Natomiast chwilę wcześniej słyszymy w pierwszym czytaniu Liturgii Słowa:
[…] mężczyzna powiedział: "Ta dopiero jest kością z moich kości i ciałem z mego ciała! Ta będzie się zwała niewiastą, bo ta z mężczyzny została wzięta". Dlatego to mężczyzna opuszcza ojca swego i matkę swoją i łączy się ze swą żoną tak ściśle, że stają się jednym ciałem.
Odpowiedź Jezusa chyba nie wymaga dalszej analizy.
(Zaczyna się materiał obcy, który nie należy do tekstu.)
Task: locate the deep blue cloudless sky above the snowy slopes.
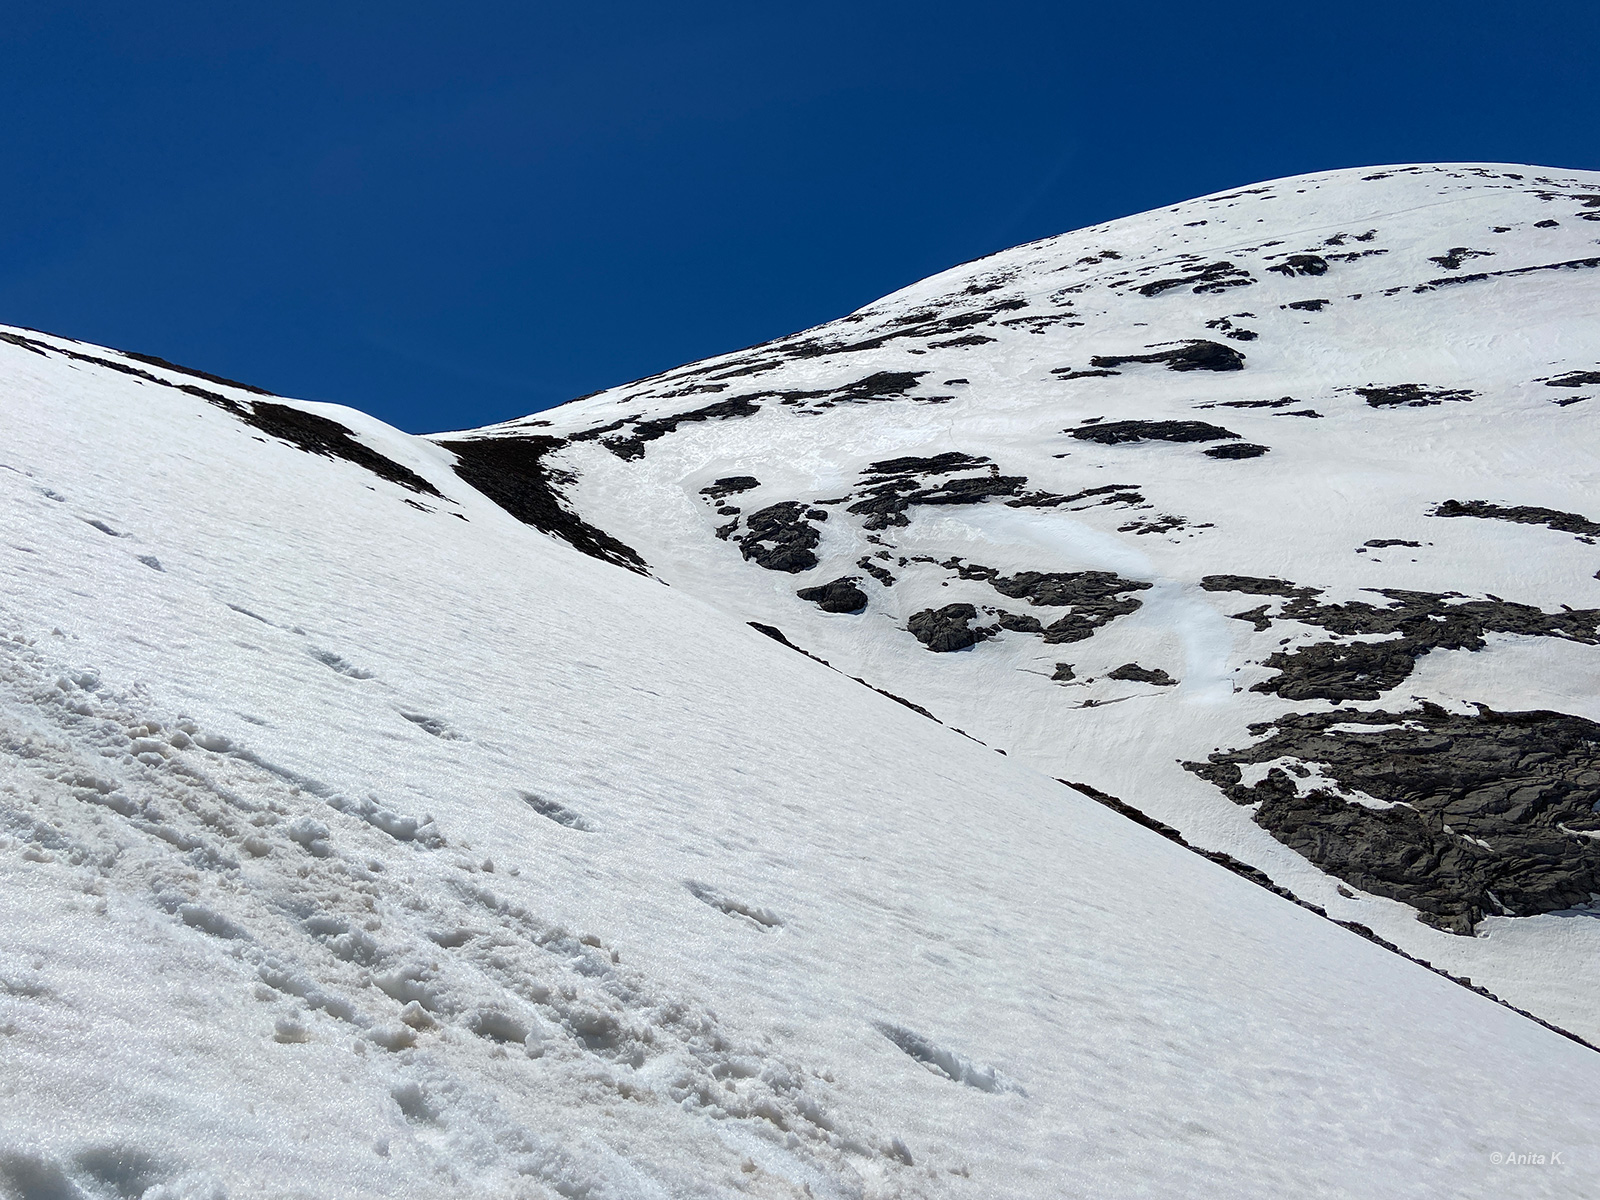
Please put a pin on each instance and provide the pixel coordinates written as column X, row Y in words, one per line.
column 450, row 215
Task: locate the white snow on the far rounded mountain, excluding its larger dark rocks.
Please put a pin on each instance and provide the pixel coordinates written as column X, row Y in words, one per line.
column 1399, row 338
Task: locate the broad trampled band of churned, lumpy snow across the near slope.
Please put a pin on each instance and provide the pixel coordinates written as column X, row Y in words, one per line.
column 366, row 924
Może dobrze, że jednak nie kroczył w marszu.
A pan Imiela niech lepiej już nie wyciera sobie gęby Jezusem i religią, szczególnie publicznie, zapewne wiedząc doskonale, jaki Kościół, a zatem i sam Jezus, a zatem i sam Bóg, ma stosunek do pojmowanej przez manifestantów równości, homoseksualizmu, małżeństw jednopłciowych itd.
Na pocieszenie dodam, że zgadzam się z drugim stwierdzeniem dyrektora Capitolu. Miłość jest skuteczniejsza niż czarne bilbordy, ale miłość nie polega na robieniu wszystkiego, co nam się podoba i co wymyślimy, na zgadzaniu się na wszystko i poklepywaniu po plecach.
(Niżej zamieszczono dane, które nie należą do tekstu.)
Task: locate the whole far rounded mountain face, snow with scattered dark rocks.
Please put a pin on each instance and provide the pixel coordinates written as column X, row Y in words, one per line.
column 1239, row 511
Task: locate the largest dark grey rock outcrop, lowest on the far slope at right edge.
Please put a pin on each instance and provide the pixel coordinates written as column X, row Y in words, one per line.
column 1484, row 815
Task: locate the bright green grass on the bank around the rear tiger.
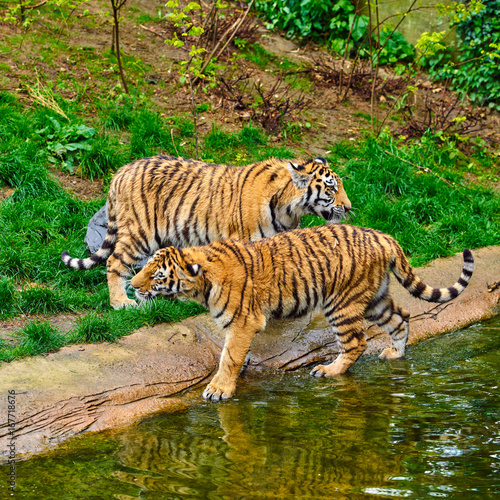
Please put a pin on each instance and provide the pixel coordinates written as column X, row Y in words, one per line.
column 419, row 193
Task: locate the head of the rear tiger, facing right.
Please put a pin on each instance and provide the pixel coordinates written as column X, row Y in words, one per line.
column 324, row 193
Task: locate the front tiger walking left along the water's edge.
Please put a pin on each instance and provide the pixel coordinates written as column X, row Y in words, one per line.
column 339, row 269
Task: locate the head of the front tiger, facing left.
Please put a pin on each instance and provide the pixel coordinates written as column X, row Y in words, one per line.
column 166, row 273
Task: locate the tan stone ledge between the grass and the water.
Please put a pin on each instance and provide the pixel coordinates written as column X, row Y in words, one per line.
column 103, row 386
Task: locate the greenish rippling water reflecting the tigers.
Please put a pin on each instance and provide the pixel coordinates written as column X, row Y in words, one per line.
column 420, row 428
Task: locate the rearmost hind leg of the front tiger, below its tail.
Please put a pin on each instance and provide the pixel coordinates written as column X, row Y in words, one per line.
column 386, row 314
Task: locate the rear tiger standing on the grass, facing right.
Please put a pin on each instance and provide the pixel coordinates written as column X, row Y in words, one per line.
column 162, row 201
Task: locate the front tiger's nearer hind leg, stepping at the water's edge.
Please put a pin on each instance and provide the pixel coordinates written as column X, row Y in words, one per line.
column 349, row 331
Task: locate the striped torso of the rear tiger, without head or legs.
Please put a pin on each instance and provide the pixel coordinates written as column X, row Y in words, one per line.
column 188, row 203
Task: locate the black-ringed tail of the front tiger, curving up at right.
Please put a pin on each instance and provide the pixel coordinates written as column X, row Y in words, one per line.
column 419, row 289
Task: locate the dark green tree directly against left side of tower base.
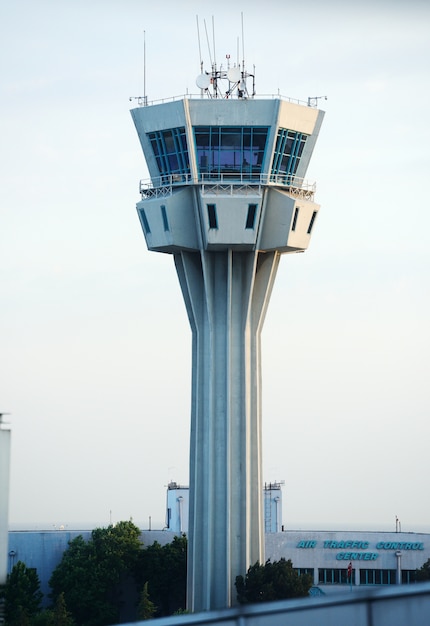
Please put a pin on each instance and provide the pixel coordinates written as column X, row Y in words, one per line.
column 165, row 567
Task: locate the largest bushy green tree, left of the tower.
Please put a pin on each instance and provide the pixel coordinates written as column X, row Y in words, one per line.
column 90, row 573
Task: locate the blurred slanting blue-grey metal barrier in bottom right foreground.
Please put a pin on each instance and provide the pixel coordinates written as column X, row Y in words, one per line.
column 396, row 606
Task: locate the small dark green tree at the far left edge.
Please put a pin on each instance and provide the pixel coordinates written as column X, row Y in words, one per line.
column 22, row 595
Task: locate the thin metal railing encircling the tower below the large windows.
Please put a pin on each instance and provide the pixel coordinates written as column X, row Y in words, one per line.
column 227, row 184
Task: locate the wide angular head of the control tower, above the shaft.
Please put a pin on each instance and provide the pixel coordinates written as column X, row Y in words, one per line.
column 227, row 174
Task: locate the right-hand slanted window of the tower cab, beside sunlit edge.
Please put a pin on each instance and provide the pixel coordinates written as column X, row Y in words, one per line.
column 287, row 155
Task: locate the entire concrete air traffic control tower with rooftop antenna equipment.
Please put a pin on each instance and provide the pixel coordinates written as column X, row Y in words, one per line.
column 227, row 197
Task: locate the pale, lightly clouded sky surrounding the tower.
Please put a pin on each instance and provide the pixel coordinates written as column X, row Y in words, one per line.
column 94, row 338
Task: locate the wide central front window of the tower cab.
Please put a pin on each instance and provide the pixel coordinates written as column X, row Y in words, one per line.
column 230, row 151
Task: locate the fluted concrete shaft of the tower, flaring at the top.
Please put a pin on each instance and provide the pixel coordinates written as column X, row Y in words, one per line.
column 226, row 295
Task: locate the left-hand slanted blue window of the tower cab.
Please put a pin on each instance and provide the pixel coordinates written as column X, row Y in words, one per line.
column 171, row 153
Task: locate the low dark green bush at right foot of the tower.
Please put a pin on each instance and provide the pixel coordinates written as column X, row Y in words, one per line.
column 272, row 581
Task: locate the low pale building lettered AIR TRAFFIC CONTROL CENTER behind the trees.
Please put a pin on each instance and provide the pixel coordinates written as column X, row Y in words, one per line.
column 377, row 558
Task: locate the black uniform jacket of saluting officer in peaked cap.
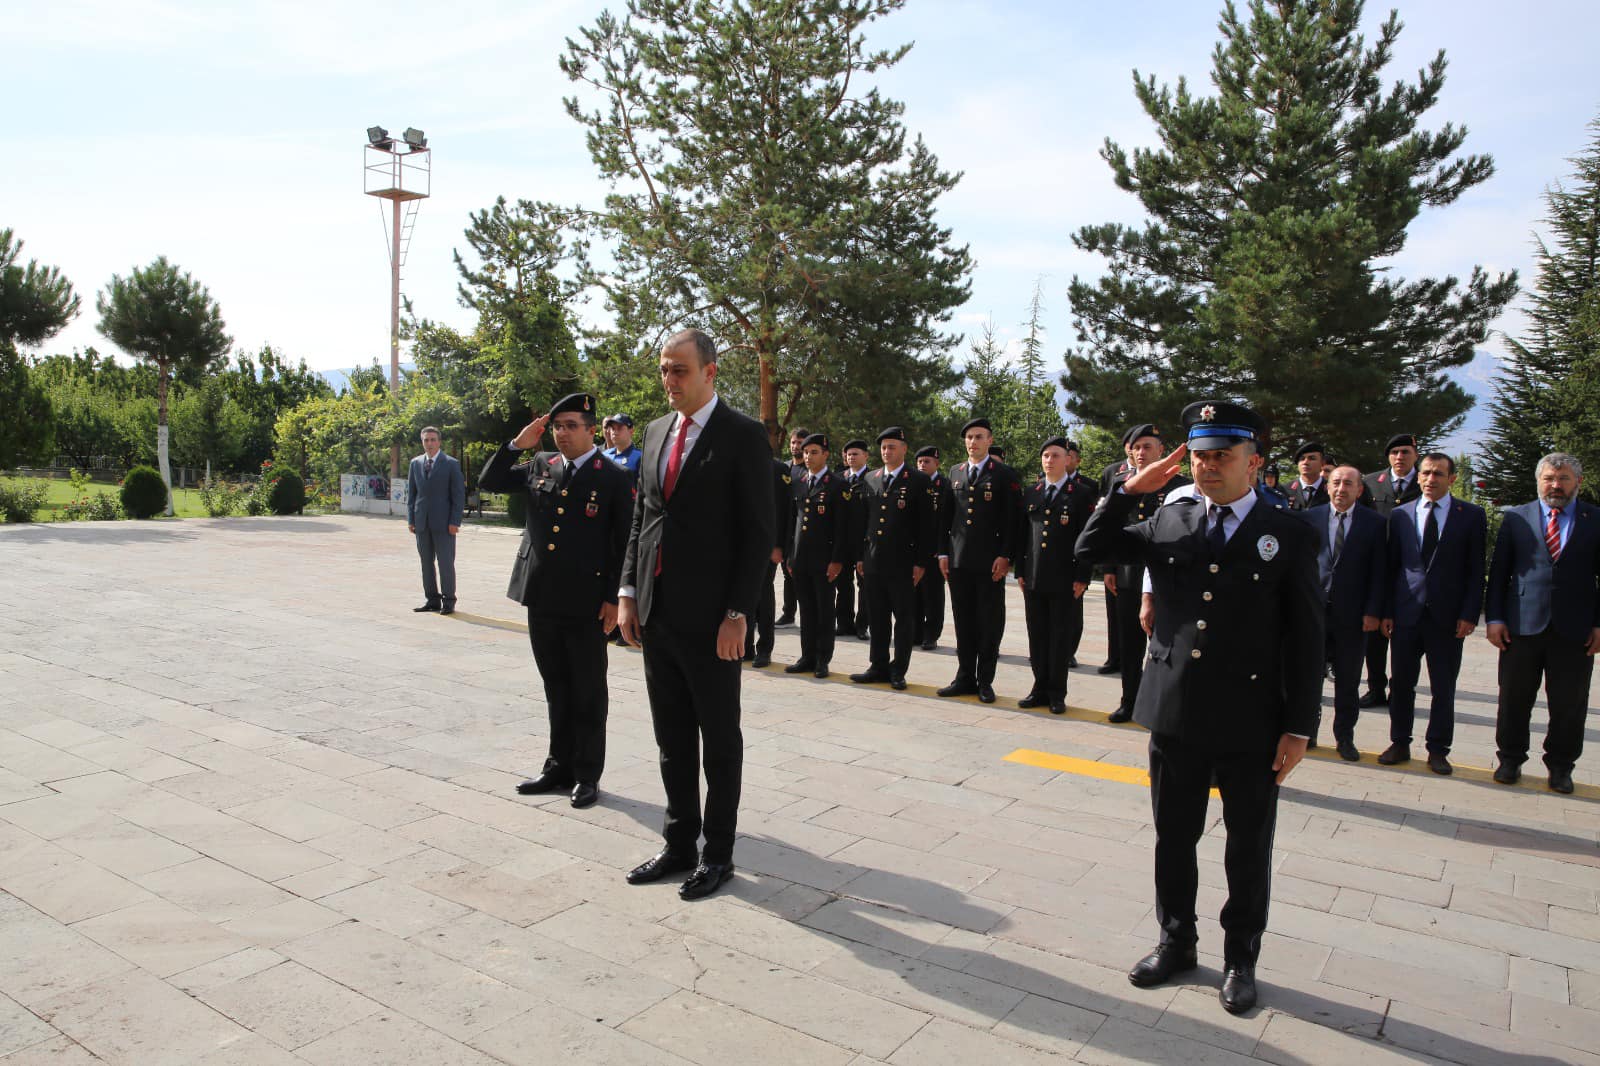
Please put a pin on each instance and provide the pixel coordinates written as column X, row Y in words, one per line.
column 1238, row 647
I może tutaj warto zacytować bliskiego przyjaciela Jezusa, człowieka, nazywanego Apostołem Pogan (czyli nas), w temacie swobody obyczajów.
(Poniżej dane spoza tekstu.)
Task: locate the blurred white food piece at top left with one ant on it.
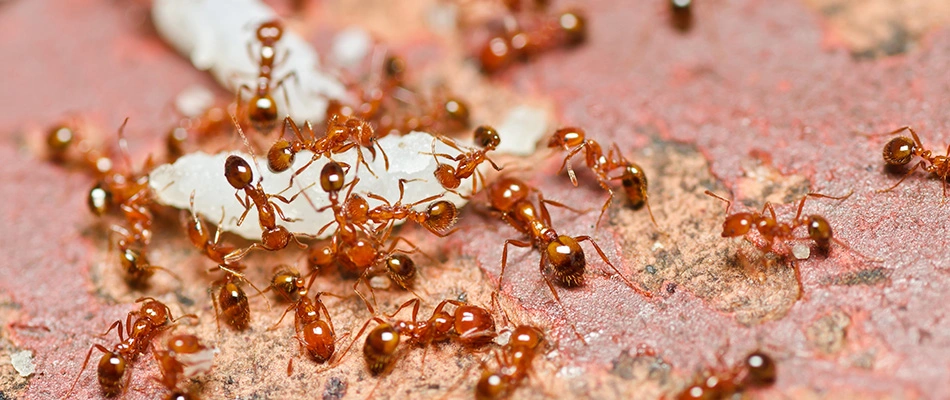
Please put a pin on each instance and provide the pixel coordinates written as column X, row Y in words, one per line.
column 216, row 36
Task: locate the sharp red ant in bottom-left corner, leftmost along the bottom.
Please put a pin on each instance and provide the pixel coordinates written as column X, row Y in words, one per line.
column 151, row 319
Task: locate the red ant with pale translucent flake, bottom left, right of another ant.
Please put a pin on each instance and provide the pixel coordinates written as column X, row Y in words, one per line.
column 184, row 358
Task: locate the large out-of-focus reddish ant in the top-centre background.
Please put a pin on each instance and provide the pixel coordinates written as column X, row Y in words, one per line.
column 522, row 39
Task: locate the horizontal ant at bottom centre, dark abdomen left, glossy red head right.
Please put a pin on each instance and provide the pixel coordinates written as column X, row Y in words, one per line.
column 470, row 325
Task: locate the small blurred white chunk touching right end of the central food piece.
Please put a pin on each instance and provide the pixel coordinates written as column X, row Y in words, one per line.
column 521, row 130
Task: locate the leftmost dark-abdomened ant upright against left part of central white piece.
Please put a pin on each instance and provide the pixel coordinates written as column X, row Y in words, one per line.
column 273, row 237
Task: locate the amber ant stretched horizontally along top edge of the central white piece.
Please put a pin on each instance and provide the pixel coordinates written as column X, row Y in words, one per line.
column 340, row 128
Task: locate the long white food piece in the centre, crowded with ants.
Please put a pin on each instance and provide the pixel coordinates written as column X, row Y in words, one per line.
column 203, row 174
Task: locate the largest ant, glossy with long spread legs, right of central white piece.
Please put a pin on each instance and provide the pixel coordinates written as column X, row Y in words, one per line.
column 562, row 254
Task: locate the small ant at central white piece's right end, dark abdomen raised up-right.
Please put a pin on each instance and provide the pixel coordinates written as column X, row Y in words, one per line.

Wszystko mi wolno, ale nie wszystko przynosi korzyść. […] ciało nie jest dla rozpusty, lecz dla Pana, a Pan dla ciała. […] Czyż nie wiecie, że ciała wasze są członkami Chrystusa? Czyż wziąwszy członki Chrystusa, będę je czynił członkami nierządnicy? Przenigdy! Albo czyż nie wiecie, że ten, kto łączy się z nierządnicą, stanowi z nią jedno ciało? Będą bowiem – jak jest powiedziane – dwoje jednym ciałem. […] Strzeżcie się rozpusty! Bo czyż jakikolwiek grzech popełniony przez człowieka jest poza ciałem? Lecz kto grzeszy rozpustą, przeciwko własnemu ciału grzeszy.
Ktoś powie, a co to obchodzi uczestników Marszu Równości? Nie muszą być wierzący i słuchać św. Pawła. Oczywiście. Ale wmawianie sobie, że Jezus dołączyłby do kolorowej manifestacji to już wyraźne naginanie rzeczywistości.